Career Advice: Working as a VFX Generalist in Paris
Junyou Jiang is a VFX Generalist at BUF Compagnie Paris. He sits down with us to share his journey and advice to aspiring artists looking for an exciting and challenging career like his own.
Want a successful career working as a VFX Generalist? Junyou Jiang, VFX-Workshop alumnus, is a VFX Generalist at BUF Compagnie Paris. He sits down with us to share his journey and advice to aspiring artists looking for an exciting and challenging career like his own.
What's your current role and what does it involve?
My current role is VFX Generalist, the word "generalist" means you should have almost all the knowledges of producing a photorealistic VFX imagery: modeling, texturing, rigging, animation, layout, lighting, compositing, etc.
Where do you work, and what type of projects are they involved with?
I'm working in a VFX studio founded about 35 years ago called BUF Compagnie. BUF is one of the VFX pioneers in the world, and as early as the 80s, the company worked on cinema movies, streaming media TV series, music videos, and also TV commercials and animations.
When did you first realise you wanted to work in this industry?
This is all about a dream from my teenage years, when I first saw the Iron Man movie at a friends house. I thought the flying high-tech armour was filmed in real life, but after a quick google search I learned that it was computer generated.

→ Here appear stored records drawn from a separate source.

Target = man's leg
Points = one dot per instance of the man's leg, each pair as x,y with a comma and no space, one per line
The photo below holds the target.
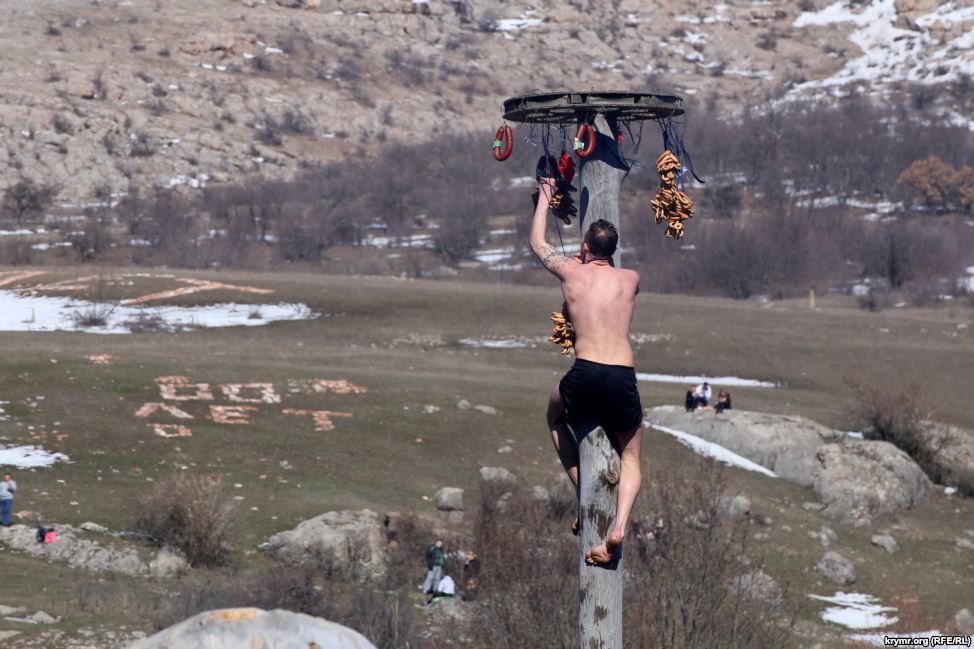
630,479
564,442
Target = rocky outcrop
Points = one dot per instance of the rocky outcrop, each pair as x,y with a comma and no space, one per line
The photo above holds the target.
252,627
168,563
759,586
861,480
496,474
349,538
886,542
785,444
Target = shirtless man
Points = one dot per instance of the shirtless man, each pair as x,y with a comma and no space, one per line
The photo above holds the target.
600,388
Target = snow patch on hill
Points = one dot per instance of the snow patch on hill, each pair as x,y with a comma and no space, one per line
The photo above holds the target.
891,54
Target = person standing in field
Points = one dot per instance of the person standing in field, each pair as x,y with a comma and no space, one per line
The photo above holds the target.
435,560
600,388
7,489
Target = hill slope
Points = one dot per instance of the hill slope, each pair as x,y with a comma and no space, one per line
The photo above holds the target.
94,96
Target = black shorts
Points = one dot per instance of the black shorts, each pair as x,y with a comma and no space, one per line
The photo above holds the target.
595,394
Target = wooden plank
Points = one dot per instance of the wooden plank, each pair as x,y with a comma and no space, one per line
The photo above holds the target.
599,587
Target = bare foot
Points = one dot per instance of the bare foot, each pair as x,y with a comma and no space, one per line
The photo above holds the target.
605,553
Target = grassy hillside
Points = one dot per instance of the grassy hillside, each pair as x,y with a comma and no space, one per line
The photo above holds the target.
400,340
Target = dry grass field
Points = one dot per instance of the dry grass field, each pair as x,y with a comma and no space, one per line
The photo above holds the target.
400,340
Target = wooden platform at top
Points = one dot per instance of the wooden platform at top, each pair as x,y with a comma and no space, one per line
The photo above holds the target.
569,107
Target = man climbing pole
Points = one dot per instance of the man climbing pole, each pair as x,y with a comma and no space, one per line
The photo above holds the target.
600,388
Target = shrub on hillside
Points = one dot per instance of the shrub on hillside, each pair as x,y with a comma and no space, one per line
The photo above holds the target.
190,513
894,413
938,184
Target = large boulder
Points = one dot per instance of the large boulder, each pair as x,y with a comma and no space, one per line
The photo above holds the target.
786,444
759,586
861,480
251,627
74,551
449,499
350,538
497,474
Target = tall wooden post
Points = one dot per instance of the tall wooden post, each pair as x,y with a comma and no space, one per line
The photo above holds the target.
601,176
601,180
599,587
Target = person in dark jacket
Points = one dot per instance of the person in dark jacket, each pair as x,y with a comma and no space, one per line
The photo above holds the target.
435,560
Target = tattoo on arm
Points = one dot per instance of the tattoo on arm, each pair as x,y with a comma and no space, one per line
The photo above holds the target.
552,259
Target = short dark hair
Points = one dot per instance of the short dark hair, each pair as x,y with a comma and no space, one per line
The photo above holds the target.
602,239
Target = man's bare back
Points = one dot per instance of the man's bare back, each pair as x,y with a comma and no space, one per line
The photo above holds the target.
600,302
600,389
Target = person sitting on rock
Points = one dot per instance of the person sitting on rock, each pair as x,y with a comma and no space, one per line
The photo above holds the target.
704,394
723,401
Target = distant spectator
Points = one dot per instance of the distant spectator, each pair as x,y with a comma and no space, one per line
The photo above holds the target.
723,401
704,394
435,560
7,489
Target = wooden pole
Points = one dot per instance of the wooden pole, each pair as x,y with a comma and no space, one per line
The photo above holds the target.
601,179
599,587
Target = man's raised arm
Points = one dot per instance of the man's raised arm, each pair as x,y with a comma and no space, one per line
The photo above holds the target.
557,263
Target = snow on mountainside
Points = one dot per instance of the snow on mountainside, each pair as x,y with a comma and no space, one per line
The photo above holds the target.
938,46
98,96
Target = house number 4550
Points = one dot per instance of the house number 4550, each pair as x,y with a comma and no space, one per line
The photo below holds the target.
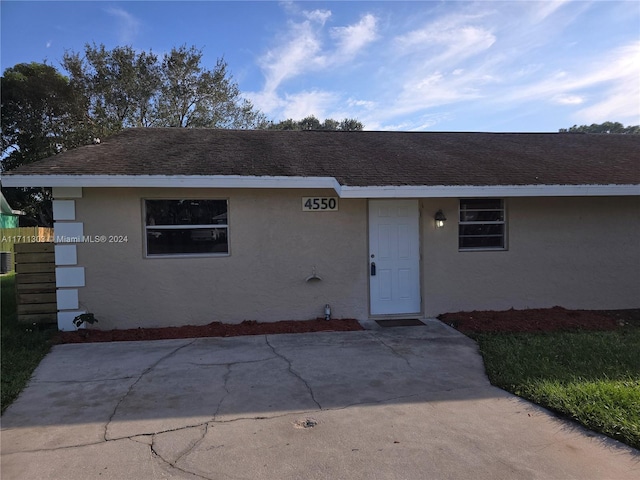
319,204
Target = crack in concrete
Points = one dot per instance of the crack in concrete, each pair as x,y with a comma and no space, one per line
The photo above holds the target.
131,387
173,466
223,364
195,444
213,421
293,372
63,382
226,389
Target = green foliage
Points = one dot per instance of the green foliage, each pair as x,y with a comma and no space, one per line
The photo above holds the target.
123,88
39,112
84,318
40,116
312,123
22,346
591,377
606,127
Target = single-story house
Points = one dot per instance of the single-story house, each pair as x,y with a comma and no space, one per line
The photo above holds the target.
165,227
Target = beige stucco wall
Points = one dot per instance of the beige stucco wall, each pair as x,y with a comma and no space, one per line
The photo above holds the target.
573,252
274,247
580,252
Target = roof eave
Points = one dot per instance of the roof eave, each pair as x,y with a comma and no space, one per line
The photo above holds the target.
344,191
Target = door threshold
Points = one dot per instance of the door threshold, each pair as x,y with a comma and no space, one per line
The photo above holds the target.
400,322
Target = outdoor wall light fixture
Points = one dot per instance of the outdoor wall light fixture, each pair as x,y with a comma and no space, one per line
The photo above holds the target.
440,219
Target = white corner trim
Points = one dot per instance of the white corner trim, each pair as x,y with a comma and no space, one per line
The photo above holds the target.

The idea of creating something similar on my own was born at that moment.
Describe the journey you took into your current role?
I started my VFX journey after finishing my mechanical engineering degrees, I decided to follow my dream, and luckily my parents were very supportive of my choice, so I restarted my studies at VFX-Workshop. After 3 years of studies, I graduated with a VFX Degree with one little short film that I made all by my own which completed my dream.
You can find the breakdown of the film here.
How does your education complement your work?
VFX-Workshop taught me the basics of CGI and gave me the global vision of how a VFX shot is done from the basic modeling, to compositing. Being at the school helped me to develop my skills of becoming a VFX Generalist, without a doubt.
Day in the life
What third-party and proprietary tools do you use on a daily basis?
I use in-house software for my daily work which was developed by the team at BUF, and constantly being developed.
I'm currently using this software to work on a person project which I've been developing over the last three months. Check out a work in progress below, and the breakdown here.
What does your workflow look like?
My workflow is pretty simple: I get the idea or inspiration from another artist's work, a film, a statue, or even an oil painting, and then develop my own story.
I analyse the tasks and potential problems, and the last and most important step: put it into practice and keep going until the end.
Which departments and key people do you work closely with?
As we are all generalists in our company, there are not any specific departments; the tasks with which you are assigned are dependent on the project.
The juniors like me are working with the lead, but we can also work directly with the supervisor.
One thing you'd never change about your job?
The one thing that I'd never change about is being always creative and openminded.
Is formal education essential for someone aspiring to do your job?
I don't think the formal education is that important for everyone in the VFX domain. There are many great VFX artists that are not from VFX school and are self-taught with the resources they could find.
There is a proverb in China: 师傅领进门，修行靠个人
It means: Teachers bring you into the field and help you to learn, but what you can learn at the end mostly depends on yourself.
I will say, that a formal education can give you more chances of getting early access with the real VFX professionals in the industry, because many teachers in VFX schools are also working professionally alongside their teaching. You are also able to make connections with your classmates and peers who are doing the same thing as you, and can help you out.
What tasks would you be typically asked to do as a junior artist?
As a junior artist, it's pretty normal to be asked to do the simple and repetitive jobs because the company needs to gain profit and needs to efficiently assign the right jobs to the right artists.
Doing less complex work to start with, doesn't mean you can't attempt more complex tasks when you are off work.
If you set your sights on improving your skill and to be trusted with more challenging tasks at work, you can always keep learning to do so.
Describe your attitude towards your job?
My attitude are pretty simple: do what you're asked to do, improve, be better!